Ce que j’ai appelé à l’époque le paradigme numérique renvoyait à une mutation profonde : la substitution progressive des logiques humaines de jugement et de sens par des logiques computationnelles.
Autrement dit, ce système n’a pas besoin d’esprits libres, mais d’exécutants dociles. Il ne fabrique pas des citoyens, mais des « crétins » fonctionnels, adaptés à une économie du pilotage et de la répétition. L’éducation n’est plus un acte d’émancipation, mais un processus de formatage cognitif, où l’on apprend à exécuter plutôt qu’à comprendre.
Avec l’essor de l’intelligence artificielle, le paradoxe s’amplifie.
Le défi n’est donc pas technique, mais pédagogique et éthique : voulons-nous une IA qui pense à notre place, ou une IA qui nous aide à penser autrement ? Former à l’ère de l’IA ne peut se limiter à enseigner le codage ou la manipulation des outils. Il s’agit de restaurer la fonction critique de la pensée : apprendre à interroger, à relier, à comprendre les systèmes dans lesquels nous vivons. C’est la seule voie pour sortir du cercle du paradoxe de la productivité : produire du sens plutôt que de la performance.
Les universités, les écoles et les entreprises doivent redevenir des laboratoires d’intelligence collective, où l’on apprend autant à douter qu’à décider.

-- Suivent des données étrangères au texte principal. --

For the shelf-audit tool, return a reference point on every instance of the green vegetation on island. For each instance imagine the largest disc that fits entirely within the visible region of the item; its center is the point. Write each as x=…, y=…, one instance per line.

Ce choix déterminera la nature de notre avenir collectif; entre automatisation du savoir et renaissance de la pensée. La véritable innovation, à l’ère de l’intelligence artificielle, ne réside pas dans la machine, mais dans la réhabilitation de l’esprit critique. C’est elle seule qui permettra de passer d’une fabrique des « crétins » à une fabrique des consciences éclairées.